JORDAN WATCHED HIS DAD lead Rachel onto the dance floor. The sight of them together gave him a warm, snuggly feeling deep inside. Rachel had fit into life at the ranch as easy as falling off a log, and she had made Jordan a whole lot happier and a lot less lonely.
He hoped Rachel was going to be his new mom. Nobody ever told him anything, but from the way his dad was looking at her, Jordan would bet next week’s allowance that his dad liked her a lot.
Then he caught sight of Rachel’s face. She looked as if her favorite dog had just died. When she saw Jordan watching her, she smiled and waved, but he could tell her heart wasn’t in it.
He waved back and turned away, clenching his teeth with anger. If anybody had made Rachel unhappy, he’d guess it was Sue Ann Swenson. He’d seen the dirty looks his hostess had shot Rachel during supper. He glanced around the room in search of Sue Ann, and he wished he wasn’t just a kid.

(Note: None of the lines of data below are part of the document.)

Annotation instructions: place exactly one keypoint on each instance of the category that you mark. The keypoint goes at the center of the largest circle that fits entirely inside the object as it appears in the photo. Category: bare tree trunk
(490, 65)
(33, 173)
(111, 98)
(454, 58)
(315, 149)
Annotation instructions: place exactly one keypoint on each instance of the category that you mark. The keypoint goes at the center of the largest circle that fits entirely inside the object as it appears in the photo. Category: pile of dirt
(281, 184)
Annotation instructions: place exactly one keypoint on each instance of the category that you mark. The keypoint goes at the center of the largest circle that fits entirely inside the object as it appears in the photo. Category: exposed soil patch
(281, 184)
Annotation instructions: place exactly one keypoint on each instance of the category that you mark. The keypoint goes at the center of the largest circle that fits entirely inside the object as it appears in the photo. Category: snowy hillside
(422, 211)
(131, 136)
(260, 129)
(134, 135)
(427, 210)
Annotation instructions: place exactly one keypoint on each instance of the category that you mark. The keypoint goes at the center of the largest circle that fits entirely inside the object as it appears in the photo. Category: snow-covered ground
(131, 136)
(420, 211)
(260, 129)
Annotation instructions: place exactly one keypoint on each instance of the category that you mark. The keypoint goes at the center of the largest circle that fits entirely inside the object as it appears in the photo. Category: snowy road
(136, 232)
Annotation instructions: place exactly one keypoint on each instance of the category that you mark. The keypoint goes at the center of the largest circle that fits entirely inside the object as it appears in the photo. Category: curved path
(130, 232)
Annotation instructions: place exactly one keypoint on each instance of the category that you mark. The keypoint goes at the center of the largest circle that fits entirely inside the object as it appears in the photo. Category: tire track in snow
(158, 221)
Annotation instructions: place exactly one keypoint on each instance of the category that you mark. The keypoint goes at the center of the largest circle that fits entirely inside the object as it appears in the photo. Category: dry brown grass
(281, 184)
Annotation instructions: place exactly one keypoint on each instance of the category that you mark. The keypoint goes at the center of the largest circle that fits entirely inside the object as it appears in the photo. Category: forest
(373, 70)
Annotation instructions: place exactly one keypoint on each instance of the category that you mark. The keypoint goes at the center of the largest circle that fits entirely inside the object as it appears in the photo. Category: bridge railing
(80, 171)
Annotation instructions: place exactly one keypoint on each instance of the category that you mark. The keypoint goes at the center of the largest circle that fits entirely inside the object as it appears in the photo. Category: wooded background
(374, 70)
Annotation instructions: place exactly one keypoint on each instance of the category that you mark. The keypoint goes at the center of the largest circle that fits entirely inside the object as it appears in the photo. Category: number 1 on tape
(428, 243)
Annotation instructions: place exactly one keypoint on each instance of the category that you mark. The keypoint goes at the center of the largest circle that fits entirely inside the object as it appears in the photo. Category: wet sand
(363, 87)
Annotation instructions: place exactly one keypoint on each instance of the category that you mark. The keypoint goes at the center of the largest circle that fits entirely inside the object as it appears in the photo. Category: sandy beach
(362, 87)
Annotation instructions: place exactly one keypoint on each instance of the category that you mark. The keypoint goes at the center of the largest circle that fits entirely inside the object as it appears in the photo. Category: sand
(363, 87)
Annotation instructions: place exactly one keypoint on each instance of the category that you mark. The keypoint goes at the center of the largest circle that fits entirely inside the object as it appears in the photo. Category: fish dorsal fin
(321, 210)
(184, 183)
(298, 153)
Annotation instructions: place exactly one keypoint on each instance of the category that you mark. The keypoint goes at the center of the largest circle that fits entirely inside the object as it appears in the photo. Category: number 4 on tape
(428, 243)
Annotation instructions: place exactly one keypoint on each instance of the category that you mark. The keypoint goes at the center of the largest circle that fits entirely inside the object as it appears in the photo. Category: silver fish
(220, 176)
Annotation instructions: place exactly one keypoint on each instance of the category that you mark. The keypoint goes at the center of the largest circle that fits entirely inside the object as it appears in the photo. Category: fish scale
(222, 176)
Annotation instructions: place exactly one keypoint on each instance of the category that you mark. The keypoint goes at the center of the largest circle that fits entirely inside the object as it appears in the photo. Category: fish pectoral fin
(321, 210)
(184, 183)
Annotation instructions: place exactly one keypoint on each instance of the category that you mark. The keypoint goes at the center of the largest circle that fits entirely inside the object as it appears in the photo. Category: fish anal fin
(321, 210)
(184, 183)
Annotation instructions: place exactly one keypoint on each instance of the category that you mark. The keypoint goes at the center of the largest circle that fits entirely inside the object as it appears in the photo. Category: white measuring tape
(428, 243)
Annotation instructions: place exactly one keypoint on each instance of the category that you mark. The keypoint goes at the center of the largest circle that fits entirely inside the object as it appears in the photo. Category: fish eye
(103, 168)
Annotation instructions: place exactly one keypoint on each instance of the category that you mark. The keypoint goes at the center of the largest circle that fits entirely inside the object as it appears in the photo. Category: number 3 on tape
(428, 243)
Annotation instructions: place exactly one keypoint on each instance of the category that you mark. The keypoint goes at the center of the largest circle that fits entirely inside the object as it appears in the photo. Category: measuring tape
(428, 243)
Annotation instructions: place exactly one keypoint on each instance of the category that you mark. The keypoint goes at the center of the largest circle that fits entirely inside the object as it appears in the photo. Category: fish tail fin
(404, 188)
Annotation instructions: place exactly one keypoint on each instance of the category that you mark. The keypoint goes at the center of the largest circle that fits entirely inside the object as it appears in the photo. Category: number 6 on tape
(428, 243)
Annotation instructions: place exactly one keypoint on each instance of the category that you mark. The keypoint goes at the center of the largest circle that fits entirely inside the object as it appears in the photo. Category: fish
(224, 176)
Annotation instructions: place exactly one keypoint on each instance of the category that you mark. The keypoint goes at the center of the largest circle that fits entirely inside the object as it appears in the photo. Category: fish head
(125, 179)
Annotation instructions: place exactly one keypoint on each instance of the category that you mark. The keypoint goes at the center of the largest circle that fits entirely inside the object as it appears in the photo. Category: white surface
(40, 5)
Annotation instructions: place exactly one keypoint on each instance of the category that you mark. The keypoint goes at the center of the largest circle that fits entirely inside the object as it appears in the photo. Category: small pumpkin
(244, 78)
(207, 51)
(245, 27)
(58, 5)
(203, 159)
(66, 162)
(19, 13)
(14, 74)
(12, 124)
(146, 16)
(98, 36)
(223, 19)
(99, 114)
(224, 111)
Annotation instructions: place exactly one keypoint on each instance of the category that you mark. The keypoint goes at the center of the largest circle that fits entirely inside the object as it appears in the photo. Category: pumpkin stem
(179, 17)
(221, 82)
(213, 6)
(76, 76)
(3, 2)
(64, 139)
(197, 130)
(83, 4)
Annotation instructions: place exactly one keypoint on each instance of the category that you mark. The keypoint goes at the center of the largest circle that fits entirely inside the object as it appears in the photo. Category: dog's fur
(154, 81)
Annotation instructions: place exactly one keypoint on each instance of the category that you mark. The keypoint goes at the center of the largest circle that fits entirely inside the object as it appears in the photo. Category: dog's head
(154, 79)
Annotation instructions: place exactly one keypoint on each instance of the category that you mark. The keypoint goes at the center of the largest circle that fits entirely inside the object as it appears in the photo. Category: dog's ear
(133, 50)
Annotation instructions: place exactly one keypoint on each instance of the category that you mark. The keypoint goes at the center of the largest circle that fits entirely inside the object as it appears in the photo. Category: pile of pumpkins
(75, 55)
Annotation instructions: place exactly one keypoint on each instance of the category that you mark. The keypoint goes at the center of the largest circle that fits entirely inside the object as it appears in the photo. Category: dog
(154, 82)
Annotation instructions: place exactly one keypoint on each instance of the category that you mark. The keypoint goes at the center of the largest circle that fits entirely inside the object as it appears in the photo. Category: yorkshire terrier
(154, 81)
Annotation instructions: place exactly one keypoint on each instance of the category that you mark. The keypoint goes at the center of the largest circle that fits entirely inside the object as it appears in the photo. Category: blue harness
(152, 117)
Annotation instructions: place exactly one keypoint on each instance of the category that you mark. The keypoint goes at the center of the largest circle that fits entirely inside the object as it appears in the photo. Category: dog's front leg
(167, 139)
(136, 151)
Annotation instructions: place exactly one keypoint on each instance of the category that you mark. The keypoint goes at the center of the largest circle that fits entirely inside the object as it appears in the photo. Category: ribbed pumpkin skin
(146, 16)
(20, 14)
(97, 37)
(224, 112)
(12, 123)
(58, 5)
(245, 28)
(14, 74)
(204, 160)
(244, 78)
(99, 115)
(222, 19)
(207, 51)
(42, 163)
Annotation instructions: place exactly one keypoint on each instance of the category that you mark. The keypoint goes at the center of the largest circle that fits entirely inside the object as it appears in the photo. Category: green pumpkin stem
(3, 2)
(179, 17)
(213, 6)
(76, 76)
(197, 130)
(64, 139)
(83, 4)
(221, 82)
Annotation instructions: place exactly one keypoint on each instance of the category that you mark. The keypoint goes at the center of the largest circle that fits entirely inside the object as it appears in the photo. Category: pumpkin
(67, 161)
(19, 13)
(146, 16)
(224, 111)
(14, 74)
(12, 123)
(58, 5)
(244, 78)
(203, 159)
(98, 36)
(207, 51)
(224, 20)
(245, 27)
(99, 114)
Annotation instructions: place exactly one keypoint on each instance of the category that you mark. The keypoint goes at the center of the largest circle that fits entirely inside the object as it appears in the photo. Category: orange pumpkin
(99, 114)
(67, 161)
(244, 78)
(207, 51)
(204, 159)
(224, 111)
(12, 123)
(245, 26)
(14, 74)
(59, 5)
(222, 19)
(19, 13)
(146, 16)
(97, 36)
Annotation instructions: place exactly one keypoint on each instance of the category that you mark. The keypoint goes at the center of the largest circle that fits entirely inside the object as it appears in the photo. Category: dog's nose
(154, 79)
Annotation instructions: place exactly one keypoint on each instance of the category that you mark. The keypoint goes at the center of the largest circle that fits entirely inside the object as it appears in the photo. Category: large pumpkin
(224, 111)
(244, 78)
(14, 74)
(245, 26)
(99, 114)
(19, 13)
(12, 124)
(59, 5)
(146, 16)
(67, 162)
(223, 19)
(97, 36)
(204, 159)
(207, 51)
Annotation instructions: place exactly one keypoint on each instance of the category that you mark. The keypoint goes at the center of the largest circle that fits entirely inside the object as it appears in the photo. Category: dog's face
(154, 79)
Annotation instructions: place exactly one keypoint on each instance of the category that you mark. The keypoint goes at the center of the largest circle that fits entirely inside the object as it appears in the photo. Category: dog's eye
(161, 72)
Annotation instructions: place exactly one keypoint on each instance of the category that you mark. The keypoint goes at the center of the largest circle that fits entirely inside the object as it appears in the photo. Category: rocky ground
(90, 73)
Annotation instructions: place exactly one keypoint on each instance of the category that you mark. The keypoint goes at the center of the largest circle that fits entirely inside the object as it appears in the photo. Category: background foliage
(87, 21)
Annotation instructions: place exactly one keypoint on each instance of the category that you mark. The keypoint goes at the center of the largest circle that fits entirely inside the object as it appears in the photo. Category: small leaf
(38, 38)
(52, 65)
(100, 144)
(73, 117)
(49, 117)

He didn’t spot Sue Ann, but he caught the eye of Cindy Lou Sutton, a red-haired, freckled-faced girl from his class at school. Her face lit up like a moonstruck cow, and she started working her way across the dance floor toward him.
“Looks like you’ve found yourself a dancing partner,” Ursula commented beside him.

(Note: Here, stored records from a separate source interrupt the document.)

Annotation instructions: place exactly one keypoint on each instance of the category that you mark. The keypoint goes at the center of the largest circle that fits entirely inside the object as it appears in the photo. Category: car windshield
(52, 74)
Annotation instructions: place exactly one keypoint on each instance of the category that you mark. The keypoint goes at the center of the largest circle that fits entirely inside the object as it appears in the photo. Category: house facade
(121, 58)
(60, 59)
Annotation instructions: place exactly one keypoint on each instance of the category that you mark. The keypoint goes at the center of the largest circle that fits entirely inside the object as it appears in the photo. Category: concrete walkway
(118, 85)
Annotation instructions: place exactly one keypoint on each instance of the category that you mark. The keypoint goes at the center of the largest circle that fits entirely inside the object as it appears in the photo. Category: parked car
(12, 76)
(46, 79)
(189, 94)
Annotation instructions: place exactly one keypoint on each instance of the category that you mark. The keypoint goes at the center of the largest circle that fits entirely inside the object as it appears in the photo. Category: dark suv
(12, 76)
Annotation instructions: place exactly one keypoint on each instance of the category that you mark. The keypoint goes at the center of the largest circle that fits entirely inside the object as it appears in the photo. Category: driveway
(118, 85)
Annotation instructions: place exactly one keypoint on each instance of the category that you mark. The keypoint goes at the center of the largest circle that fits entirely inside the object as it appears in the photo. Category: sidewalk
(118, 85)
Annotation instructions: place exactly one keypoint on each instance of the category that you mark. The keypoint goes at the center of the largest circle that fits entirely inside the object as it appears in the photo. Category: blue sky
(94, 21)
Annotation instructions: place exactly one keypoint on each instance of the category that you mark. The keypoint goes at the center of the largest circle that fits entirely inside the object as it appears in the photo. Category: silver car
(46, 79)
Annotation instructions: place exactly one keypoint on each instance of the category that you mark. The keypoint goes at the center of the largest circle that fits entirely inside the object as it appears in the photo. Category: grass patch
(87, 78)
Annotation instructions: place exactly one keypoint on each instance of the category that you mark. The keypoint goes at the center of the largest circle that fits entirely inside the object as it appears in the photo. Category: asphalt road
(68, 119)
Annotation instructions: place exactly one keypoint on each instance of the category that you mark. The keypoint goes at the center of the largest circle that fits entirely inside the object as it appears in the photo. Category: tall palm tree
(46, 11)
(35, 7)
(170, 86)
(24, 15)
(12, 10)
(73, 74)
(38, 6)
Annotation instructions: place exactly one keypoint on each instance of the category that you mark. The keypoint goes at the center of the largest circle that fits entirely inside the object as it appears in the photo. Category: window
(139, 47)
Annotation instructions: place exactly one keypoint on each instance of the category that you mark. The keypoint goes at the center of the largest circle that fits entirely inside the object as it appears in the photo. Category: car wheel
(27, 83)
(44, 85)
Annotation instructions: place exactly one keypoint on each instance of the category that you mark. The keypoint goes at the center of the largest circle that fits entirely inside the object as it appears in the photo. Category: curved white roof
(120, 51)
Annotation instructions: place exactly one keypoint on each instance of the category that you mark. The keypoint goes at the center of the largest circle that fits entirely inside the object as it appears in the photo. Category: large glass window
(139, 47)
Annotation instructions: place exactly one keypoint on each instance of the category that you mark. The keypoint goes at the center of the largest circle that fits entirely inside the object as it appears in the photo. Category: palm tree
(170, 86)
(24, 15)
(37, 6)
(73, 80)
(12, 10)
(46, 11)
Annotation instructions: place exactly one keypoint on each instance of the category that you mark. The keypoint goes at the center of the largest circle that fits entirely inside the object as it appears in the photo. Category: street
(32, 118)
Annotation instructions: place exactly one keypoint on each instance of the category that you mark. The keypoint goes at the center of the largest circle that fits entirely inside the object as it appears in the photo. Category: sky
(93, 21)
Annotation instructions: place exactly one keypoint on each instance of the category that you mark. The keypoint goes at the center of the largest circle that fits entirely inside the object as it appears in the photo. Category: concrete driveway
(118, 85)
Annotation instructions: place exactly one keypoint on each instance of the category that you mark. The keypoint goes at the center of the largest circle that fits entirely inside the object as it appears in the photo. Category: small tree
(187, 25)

“Not me. I’m not dancing with no girl.”
Jordan rushed out of the barn and headed straight for the dessert table. He’d been so full right after supper, he hadn’t had room for Ursula’s five-layer chocolate cake, but he was hungry again now. He eyed the last wedge, placed it on a paper plate and scouted the area for a spot to enjoy the cake in peace. So far, Cindy Lou hadn’t followed him out of the barn, but that didn’t mean she wasn’t still on his trail.